Cet élément, placé dans un autre lieu, par la suite des temps, peut devenir une âme raisonnable. Ce n’est point en vertu de sa nature que l’âme agit sur les monades qui composent le corps, et celles-ci sur l’âme ; mais, en vertu des lois éternelles, l’âme doit avoir certaines idées, les monades du corps certains mouvements. Ces deux suites de phénomènes peuvent être indépendantes l’une de l’autre : elles le sont donc, puisqu’une dépendance réelle est inutile à l’ordre de l’univers.
Ces idées sont grandes et vastes ; on ne peut qu’admirer le génie qui en a conçu l’ordre et l’ensemble ; mais il faut avouer qu’elles sont dénuées de preuves, que nous ne connaissons rien dans la nature, sinon la suite des faits qu’elle nous présente, et ces faits sont en trop petit nombre pour que nous puissions deviner le système général de l’univers. Du moment où nous sortons de nos idées abstraites et des vérités de définition pour examiner le tableau que présente la succession de nos idées, ce qui est pour nous l’univers, nous pouvons y trouver, avec plus ou moins de probabilité, un ordre constant dans chaque partie ; mais nous ne pouvons en saisir l’ensemble, et jamais, quelques progrès que nous fassions, nous ne le connaîtrons tout entier.
Leibnitz fut encore un publiciste profond, un savant jurisconsulte, un érudit du premier ordre. Il embrassa tout dans les sciences historiques, politiques, comme dans la métaphysique et dans les sciences naturelles ; partout il porte le même esprit, s’attachant à chercher des vérités générales, soumettant à un ordre systématique les objets les plus dépendants de l’opinion, et qui semblent s’y refuser le plus.
Malebranche ne fut qu’un disciple de Descartes ; supérieur à son maître lorsqu’il explique les erreurs des sens et de l’imagination, modèle plus parfait d’un style noble, simple, animé par le seul amour de la vérité, sans d’autres ornements que la grandeur ou la finesse des idées. Ce style, la seule éloquence qui convienne aux sciences, à des ouvrages faits pour éclairer les hommes, et non pour amuser la multitude, était celui de Bacon, de Descartes, de Leibnitz. Mais Malebranche, écrivant dans sa langue naturelle, et lorsque la langue et le goût étaient perfectionnés, peut seul, parmi les écrivains du siècle dernier, être regardé comme un modèle ; c’est là aujourd’hui presque tout son mérite, et la France, plus éclairée, ne le place plus à côté de Descartes, de Leibnitz, et de Newton.

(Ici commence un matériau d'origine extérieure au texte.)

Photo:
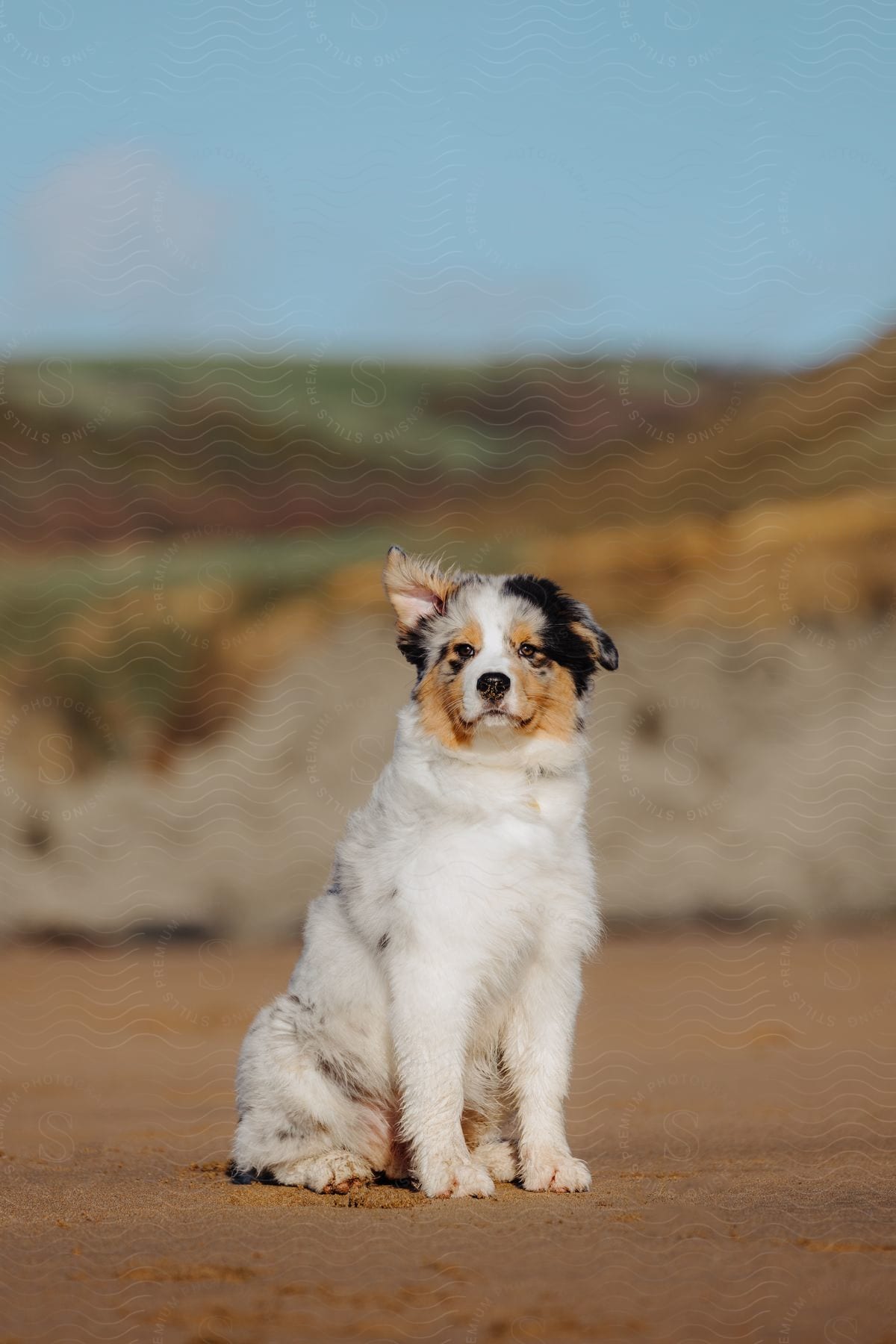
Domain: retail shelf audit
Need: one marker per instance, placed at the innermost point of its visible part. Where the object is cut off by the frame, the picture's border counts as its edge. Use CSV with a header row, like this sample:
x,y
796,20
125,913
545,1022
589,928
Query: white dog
x,y
441,969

Après ces grands hommes on admirait Kepler, qui découvrit les lois du mouvement des planètes ; Galilée, qui calcula les lois de la chute des corps et celles de leur mouvement dans la parabole, perfectionna les lunettes[4], découvrit les satellites de Jupiter et les phases de Vénus, établit le véritable système des corps célestes sur des fondements inébranlables, et fut persécuté par des théologiens ignorants, et par les jésuites, qui ne lui pardonnaient pas d’être un meilleur astronome que les professeurs du grand Gesù ; Huygens enfin, à qui l’on doit la théorie des forces centrales, qui conduisit à la méthode de calculer le mouvement dans les courbes, la découverte des centres d’oscillation, la théorie de l’art de mesurer le temps, la découverte de l’anneau de Saturne, et celle des lois du choc des corps. Il fut l’homme de son siècle qui, par la force et le genre de son génie, approcha le plus près de Newton, dont il a été le précurseur.
Voltaire rend ici justice à tous ces hommes illustres ; il respecte le génie de Descartes et de Leibnitz, le bien que Descartes a fait aux hommes, le service qu’il a rendu en délivrant l’esprit humain du joug de l’autorité, comme Newton et Locke le guérirent de la manie des systèmes ; mais il se permit d’attaquer Descartes et Leibnitz, et il y avait du courage dans un temps où la France était cartésienne, où les idées de Leibnitz régnaient en Allemagne et dans le Nord.
On doit regarder cet ouvrage comme un exposé des principales découvertes de Newton, très-clair et très-suffisant pour ceux qui ne veulent pas suivre des démonstrations et des détails d’expérience.
Lorsqu’il parut, il était utile aux savants mêmes ; il n’existait encore nulle part un tableau aussi précis de ces découvertes importantes ; la plupart des physiciens les combattaient sans les connaître. Voltaire a contribué plus que personne à la chute du cartésianisme dans les écoles, en rendant populaires les vérités nouvelles qui avaient détruit les erreurs de Descartes : et quand l’auteur d’Alzire daignait faire un livre élémentaire de physique, il avait droit à la reconnaissance de son pays, qu’il éclairait ; à celle des savants, qui ne devaient voir dans cet ouvrage qu’un hommage rendu aux sciences et à leur utilité par le premier homme de la littérature.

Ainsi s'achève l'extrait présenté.